The experimental results show that both BR and RBR algorithms fluctuate in different degrees under the demand of the first search. The retrieval performance is not only affected by the algorithm, but also affected by the location of block information storage. As the BRBR method uses a B+-tree index, the number of searches is not affected by the location of block storage and instead only determined by the number of blocks. It thus has a stable retrieval performance. It seems to be equivalent to the time required to find all blocks.

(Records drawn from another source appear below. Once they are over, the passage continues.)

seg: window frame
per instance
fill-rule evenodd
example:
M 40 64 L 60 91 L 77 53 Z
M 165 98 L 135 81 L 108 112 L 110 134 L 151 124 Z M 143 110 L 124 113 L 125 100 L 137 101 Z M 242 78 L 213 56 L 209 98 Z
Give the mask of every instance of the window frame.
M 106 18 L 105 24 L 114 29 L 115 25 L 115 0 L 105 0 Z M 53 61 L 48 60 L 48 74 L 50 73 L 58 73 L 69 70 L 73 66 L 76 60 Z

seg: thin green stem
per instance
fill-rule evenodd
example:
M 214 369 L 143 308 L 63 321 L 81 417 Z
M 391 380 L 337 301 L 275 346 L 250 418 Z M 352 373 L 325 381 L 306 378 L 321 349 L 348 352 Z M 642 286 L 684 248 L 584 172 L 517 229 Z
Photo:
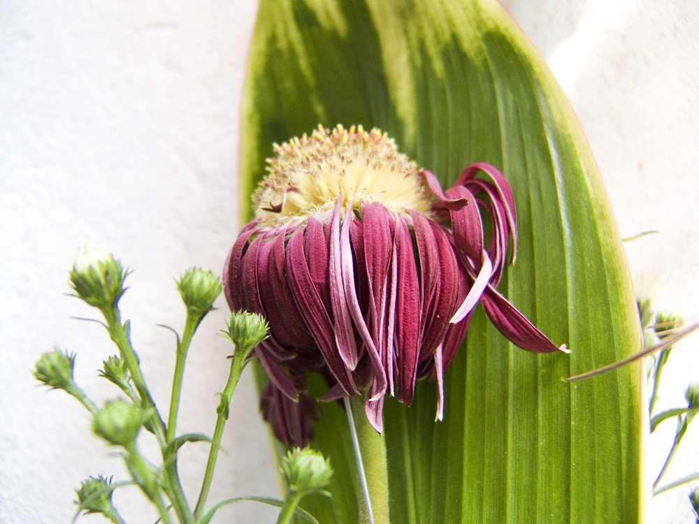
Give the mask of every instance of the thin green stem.
M 119 514 L 116 509 L 113 508 L 111 511 L 105 512 L 104 516 L 114 523 L 114 524 L 126 524 L 122 516 Z
M 301 500 L 301 495 L 299 493 L 291 490 L 287 492 L 287 496 L 284 499 L 284 507 L 279 512 L 277 524 L 289 524 Z
M 655 482 L 653 483 L 654 490 L 658 487 L 658 484 L 660 483 L 661 480 L 663 479 L 663 475 L 664 475 L 665 472 L 668 470 L 668 466 L 670 465 L 670 463 L 672 460 L 672 457 L 675 456 L 675 452 L 677 451 L 679 442 L 682 441 L 682 437 L 684 436 L 684 432 L 687 430 L 687 425 L 688 421 L 686 417 L 684 419 L 679 419 L 679 422 L 677 424 L 677 431 L 675 435 L 675 441 L 672 442 L 672 448 L 670 450 L 670 454 L 668 455 L 668 458 L 665 459 L 665 463 L 663 465 L 663 468 L 660 470 L 660 473 L 658 474 L 658 478 L 656 478 Z
M 665 491 L 669 491 L 675 488 L 678 488 L 683 484 L 687 484 L 690 482 L 693 482 L 694 481 L 699 480 L 699 473 L 695 473 L 693 475 L 688 475 L 687 476 L 683 476 L 682 479 L 678 479 L 675 481 L 675 482 L 671 482 L 667 486 L 663 486 L 658 490 L 654 490 L 653 495 L 660 495 L 661 493 L 665 493 Z
M 685 413 L 689 412 L 692 408 L 687 407 L 676 407 L 674 409 L 668 409 L 666 412 L 663 412 L 662 413 L 658 413 L 657 415 L 651 419 L 651 432 L 652 433 L 655 431 L 655 428 L 658 427 L 658 425 L 661 422 L 667 420 L 668 419 L 672 419 L 674 416 L 681 416 Z
M 386 442 L 369 423 L 364 412 L 363 398 L 345 399 L 345 405 L 347 408 L 350 430 L 354 430 L 353 433 L 356 433 L 355 453 L 359 480 L 363 486 L 358 497 L 359 523 L 389 524 Z M 352 437 L 354 439 L 355 435 Z
M 143 378 L 143 374 L 140 371 L 140 365 L 138 363 L 138 356 L 131 347 L 129 335 L 124 326 L 122 326 L 119 310 L 115 306 L 103 310 L 102 313 L 105 320 L 107 321 L 107 330 L 109 332 L 109 336 L 117 344 L 122 358 L 126 362 L 127 367 L 129 368 L 131 381 L 138 393 L 138 396 L 140 397 L 141 407 L 153 410 L 153 418 L 155 419 L 153 421 L 157 423 L 154 423 L 153 430 L 156 437 L 158 437 L 161 447 L 163 447 L 165 445 L 164 425 L 162 419 L 158 414 L 155 402 L 150 395 L 150 391 L 148 391 L 148 388 L 145 385 L 145 379 Z
M 221 402 L 216 411 L 218 416 L 216 419 L 216 428 L 214 429 L 214 436 L 211 441 L 211 449 L 209 451 L 209 458 L 206 463 L 206 471 L 204 473 L 204 480 L 201 484 L 201 490 L 199 493 L 199 500 L 196 502 L 196 507 L 194 509 L 194 516 L 196 518 L 204 511 L 204 504 L 206 503 L 206 497 L 209 494 L 209 489 L 211 487 L 211 481 L 214 476 L 214 468 L 216 465 L 216 459 L 218 457 L 218 452 L 221 447 L 221 438 L 223 437 L 223 429 L 228 420 L 229 408 L 231 405 L 231 399 L 233 393 L 236 391 L 236 386 L 240 379 L 243 370 L 245 365 L 245 354 L 243 351 L 236 351 L 233 354 L 233 361 L 231 363 L 231 372 L 228 377 L 228 381 L 223 393 L 220 393 Z
M 187 320 L 185 322 L 185 331 L 182 335 L 182 340 L 178 341 L 177 360 L 175 363 L 175 375 L 173 377 L 172 397 L 170 400 L 170 414 L 168 417 L 168 432 L 167 442 L 171 442 L 175 438 L 175 428 L 177 427 L 177 414 L 180 409 L 180 395 L 182 392 L 182 381 L 185 374 L 185 361 L 187 359 L 187 352 L 189 349 L 189 343 L 192 337 L 196 330 L 201 320 L 201 316 L 194 318 L 190 314 L 187 314 Z
M 71 396 L 76 398 L 80 404 L 87 408 L 87 411 L 89 411 L 93 416 L 96 415 L 99 412 L 99 409 L 97 409 L 97 406 L 95 405 L 95 403 L 87 398 L 85 391 L 78 387 L 78 385 L 75 382 L 67 386 L 66 387 L 66 391 Z
M 129 466 L 129 470 L 132 470 L 134 480 L 136 481 L 141 490 L 150 499 L 158 509 L 160 519 L 164 524 L 171 524 L 170 516 L 168 514 L 167 508 L 163 502 L 163 498 L 160 496 L 160 489 L 154 481 L 153 472 L 150 466 L 143 460 L 143 458 L 138 453 L 136 447 L 135 442 L 131 442 L 124 446 L 128 451 L 126 456 L 127 464 Z
M 141 407 L 150 410 L 152 414 L 149 421 L 163 456 L 163 473 L 166 493 L 172 502 L 173 507 L 180 522 L 184 524 L 192 524 L 194 519 L 187 503 L 187 500 L 185 498 L 185 493 L 177 472 L 177 463 L 174 458 L 171 459 L 165 453 L 167 448 L 165 424 L 158 413 L 155 402 L 150 395 L 147 386 L 146 386 L 145 379 L 138 363 L 138 356 L 131 346 L 127 330 L 122 325 L 119 310 L 115 305 L 113 307 L 102 310 L 102 314 L 104 315 L 105 320 L 107 321 L 107 330 L 109 332 L 109 335 L 114 343 L 117 344 L 122 358 L 126 362 L 131 381 L 140 398 Z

According to the above data analysis, both RBR and its improved variant BRBR achieve greater performance compared with the traditional retrieval method. BRBR exhibits better retrieval efficiency and stability than RBR, and with increasing number of blocks, this efficiency gap is also growing.

6. Conclusions

The retrieval time is one of the factors limiting applications of blockchains. Traditional blockchain retrieval needs to traverse the whole chain, no matter whether the block is near the end or the head of the chain. The retrieval time is always too long to meet application requirements. For this reason, this paper proposes two retrieval methods named RBR (Application of Redis in Block Retrieval) and BRBR (Application of B+-tree and Redis in Improved Block Retrieval) for the MTMCB. Without changing the original structure of the blockchain, RBR merely adds a “User Set” and a “Block Name Set” on the RNS. These two sets establish an index of block names, users, and block files, which can realize the rapid retrieval of blocks. RBR can meet the requirements of general consortium blockchain application system normally, but for the application system with large-scale users and block files, RBR cannot have a satisfactory retrieval speed. Therefore, this paper presents a complex structure of B+-tree and block name inverted, and proposes a corresponding block retrieval algorithm named BRBR. Firstly, the block information is put into the orderly set according to the transaction participants, and the B+-tree index is established for the transaction participants. The block information is composed into ordered sets according to the transaction participants. Then, the B+-tree index is established for the transaction participants. When searching, the B+-tree index allows us to quickly find the ordered set, including the participants and block name. At last, we can get the information of the relevant block file quickly efficiently by finding the intersection of several related ordered sets. We analyze the time requirements of the retrieval algorithms in a comprehensive experiment. The efficiency and stability of the improved algorithm are verified by experiments.

This solution is currently only applied to MTMCB and may not be applicable to other blockchain systems. In the future, we will study how to apply the ideas in this article to private blockchain systems.